Michael F. Zimmermanns Elan war ansteckend. Wenn er mit begeisterter Stimme und leuchtenden Augen sprach, wurde jedes Thema hochspannend. Egal, ob es um Kunst des 19. Jahrhunderts, spätantike Mosaiken und ihr Wiederaufleben im Rom der Gegenreformation, französische Denker oder Albertis Überlegungen zur Malerei ging. Aufgelockert wurden seine Diskurse von eingestreuten Bonmots, gerne auch süffisanten biographischen Details aus dem Reich der Kunstgeschichte oder kurzen Witzen, oftmals in französischer oder italienischer Sprache. Manchmal rezitierte er auch ein Gedicht oder stimmte eine italienische Arie aus dem Gedächtnis an. Es war möglich und eine wahre Freude, sich mit ihm über Stunden hinweg vor einem einzigen Gemälde von Paul Cézanne auszutauschen. Oft gingen seine Gedanken extemporierend von einem einzigen Gemälde aus, um schließlich das Bild einer ganzen Epoche zu entfalten. Man konnte durch ihn französische Phänomenologen erleben oder an philosophischen Interpretationen eines Giorgio Agamben wachsen, beides auch in der jeweiligen Landessprache. Die stetige Neugier auf das Neue war Michael F. Zimmermann tief eingeschrieben, bei ihm war es nicht möglich, seinen Horizont nicht zu erweitern. Gleichzeitig war seine Präsenz von einer einzigartig direkten Herzlichkeit und Nahbarkeit geprägt, die im Seminarraum ebenso erfahrbar war wie auf Exkursion in Paris oder in Rom bei dem Besuch des Stammlokals Pier Paolo Pasolinis. Stets wurde die Bildwelt, unter Einbindung anspruchsvollster Texte, auf höchstem Niveau neu durchdacht und neu interpretiert. Ein Tag, ein Gespräch ohne Bezug auf Kunstgeschichte und die Welt der Bilder schien für ihn ein verlorener Tag.

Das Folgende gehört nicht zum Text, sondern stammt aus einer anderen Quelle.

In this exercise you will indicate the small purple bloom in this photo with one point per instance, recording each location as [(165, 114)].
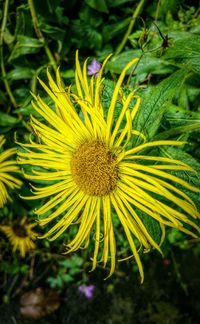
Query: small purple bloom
[(94, 68), (87, 291)]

Michael F. Zimmermann starb plötzlich und unerwartet am 9.4.2025. Die Katholische Universität Eichstätt-Ingolstadt verliert mit ihm einen viel geschätzten Kollegen, brillanten Forscher und engagierten Dozenten, der sich immer mit Herzblut für das Fach Kunstgeschichte eingesetzt hat. Er wird fehlen. Als Mentor, als Koryphäe der deutschen und internationalen Kunstgeschichte, als Freund. Die Erinnerung an seine Großzügigkeit, Loyalität, Herzlichkeit, seinen Witz und Enthusiasmus sind unvergessen und werden uns, seiner „Eichstätter Kunstgeschichte“ Orientierung und Vorbild bleiben.